忘れ物を取りに来たら、謎の行動をしている、チャラ男に遭遇してしまった。

俺が固まっているのと同様にチャラ男も固まっている。

 …おし。

何も言わずに教室に入り忘れ物のファイルを取る。自然に、いつもどおりに、チャラ男を振り返って


「じゃあ!!」


 教室の扉を閉めてダッシュで逃げ出そうとしたら


「ごめん、スルー止めて、スルー止めて、スルー止めてーーー!!!!」


 涙目で出てきたチャラ男に腕を掴まれて阻止された。チッ。


 んで、教室でチャラ男と向かい合っている訳だが、沈黙が重い。

二人とも何も言い出せず、沈黙だけが続いている。

このままじゃ、帰るのがいつなるのかわからないので、仕方ない俺から声をかけるか。


「えっと、黄原だっけ。何やってんの、お前?」

「…挨拶の練習かな」

「いや、意味わかんねえんだけど」


 本当に何がやりたいんだ。こいつは。


「何でそんなことしてるわけ?」


 聞いたら、ものっそい小さな声でポツリと呟く。

聞こえねーよ。


「何て言った?」

「だから…」

「何?」

「男友達ほしいんだよ!!」


 ……………は?



「だから、男友達ほしいんだって!俺な、昔から男友達全然いたこと無いんだって!いつも、女の子に囲まれてずるいとか言われて、遠巻きにされんの」

「女の子には囲まれてんじゃん」

「高校こそは体育でぼっちになんの避けたかったんだよ」


 …あ、うん、なんかごめん。


「女の子は可愛いし、近づいてくれるの嬉しいんだけど、周りの目線が痛いんだよ。邪険にすると、泣かれるし。優しくすると、男子に敵視されるんだって」


 なんだろう、すごく贅沢な悩みなはずなのに、同情しか湧いてこないのは。


「だから、高校こそはと思ってイメチェンもして、男友達作りたかったのに早々に引かれてさ」


 …ひょっとして、それでさっきの謎の行動につながってんのか。

というか、


「高校デビューかいっ!お前!!」

「悪いか!」

「というか、行動残念なんだよ、お前。なんで学校で残ってあんなことやってんの?」

「家でやって、姉貴に見つかった時の気まずさに比べたら……」

「…ドンマイ」


 なんだろう、チャラ男、いや黄原と呼んでやろう、のイメージが入学1日目にして崩れたぞ。なんだ、このイケメンなのに全身に漂う残念感は。

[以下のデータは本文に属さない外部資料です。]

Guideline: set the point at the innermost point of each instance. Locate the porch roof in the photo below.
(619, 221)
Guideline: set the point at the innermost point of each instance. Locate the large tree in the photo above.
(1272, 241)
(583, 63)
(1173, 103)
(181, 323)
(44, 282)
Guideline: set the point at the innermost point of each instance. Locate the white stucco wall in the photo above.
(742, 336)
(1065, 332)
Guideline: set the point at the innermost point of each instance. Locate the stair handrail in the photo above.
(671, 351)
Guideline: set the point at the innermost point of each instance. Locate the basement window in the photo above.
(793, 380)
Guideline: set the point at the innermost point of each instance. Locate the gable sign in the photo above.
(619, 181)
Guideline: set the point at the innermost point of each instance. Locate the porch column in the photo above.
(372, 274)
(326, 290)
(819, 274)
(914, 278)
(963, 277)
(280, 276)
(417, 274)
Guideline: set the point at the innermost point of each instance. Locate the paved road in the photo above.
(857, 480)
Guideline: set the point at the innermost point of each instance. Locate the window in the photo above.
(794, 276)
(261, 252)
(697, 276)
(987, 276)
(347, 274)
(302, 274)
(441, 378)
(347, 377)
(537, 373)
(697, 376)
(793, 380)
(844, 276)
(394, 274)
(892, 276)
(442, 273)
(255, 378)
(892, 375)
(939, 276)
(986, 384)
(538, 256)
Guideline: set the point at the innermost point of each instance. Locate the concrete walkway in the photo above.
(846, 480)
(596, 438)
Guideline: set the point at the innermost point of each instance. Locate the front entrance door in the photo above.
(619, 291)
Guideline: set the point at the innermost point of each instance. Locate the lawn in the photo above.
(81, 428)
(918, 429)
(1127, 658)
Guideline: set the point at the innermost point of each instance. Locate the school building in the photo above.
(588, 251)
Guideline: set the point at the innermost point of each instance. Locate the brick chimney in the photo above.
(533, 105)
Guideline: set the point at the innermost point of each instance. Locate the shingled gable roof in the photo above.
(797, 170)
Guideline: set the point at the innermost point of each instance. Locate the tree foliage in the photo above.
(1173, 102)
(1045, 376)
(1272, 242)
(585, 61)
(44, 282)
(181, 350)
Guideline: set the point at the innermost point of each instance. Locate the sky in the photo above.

「さっきも、篠山たちに話しかけようとしたら、速攻帰るし」


 あ、あれはヒロインじゃなく俺らに話しかけたかったのか。

わかりづらっ。


「お前、しゃべったら普通に面白いしさ、普通に話しかければいいと思うぞ」

「でもさぁ…」

「面白いよ、お前。まあ、とりあえず、携帯だして」


 訝しげな顔してだしたスマホを借り、パパッとメールアドレスとかを登録する。俺はガラケーだが、貴成のものをいじらせてもらっているため、操作方法はわかる。


「ほい、男友達一号ってことで」


 スマホを返すと、しばし固まっていたが、徐々に顔を明るくさせ叫んだ。


「サンキュー!篠やん!」


 唐突な篠やん呼びにいらっときて手が出た俺は悪くないはずだ。

私の中でチャラ男はこういうイメージだったのですが、なんでしょう。この、文章にすると尚気の毒な感じは。



後半の方を一部改稿させていただきました。

黄原君の携帯がスマホになっているだけです。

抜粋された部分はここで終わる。